In 2012, 10 percent of Indian consumers are familiar with mobile payments at the point of sale and 8 percent are willing to try them.
So Indians are buying lots of music and wallpaper and games with their phones, but they’re not going to be any kind of cash replacement for the foreseeable future. (Their may be another cash replacement path in India and I will blog about that soon.) Since there won’t be cash replacement, people won’t carry mobile payment balances unless they are confident that they can get cash when necessary. Handling cash is the most expensive part of a mobile payment operation in a developing country. Shipping trucks of cash from Nairobi out to regional super-agents has proved workable in Kenya — and the super-agents skills in cash management have improved with time — so using mobile operators to organise super agent hierarchies and turning all of the little shops and micro enterprises that sell top up into cash-out points might be a way forward.

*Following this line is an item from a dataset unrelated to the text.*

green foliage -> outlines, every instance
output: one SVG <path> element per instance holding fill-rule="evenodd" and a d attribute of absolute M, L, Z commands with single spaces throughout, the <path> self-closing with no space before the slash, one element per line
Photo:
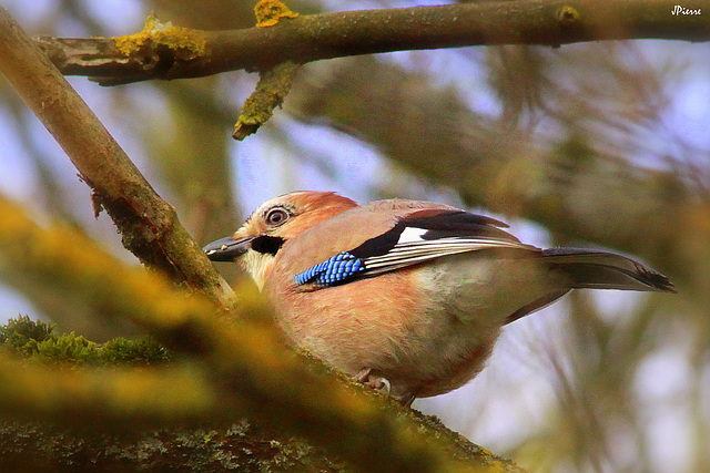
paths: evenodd
<path fill-rule="evenodd" d="M 95 343 L 74 332 L 57 335 L 50 323 L 30 320 L 28 316 L 0 326 L 0 346 L 28 359 L 72 364 L 152 364 L 172 358 L 168 349 L 150 337 Z"/>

Reserve Bank of India deputy governor H R Khan on Wednesday said mobile telephone operators cannot be permitted to provide a cash-out facility from virtual wallets to customers, as such an activity would amount to ‘bypass banking’. However, they could do so if they acted as a business correspondent (BC) to a bank, he added.
[From RBI cold to mobile wallet]
I have no idea how much Indian banks charge their BCs for a cash-out transaction, but I think it would be useful to know. Anyone?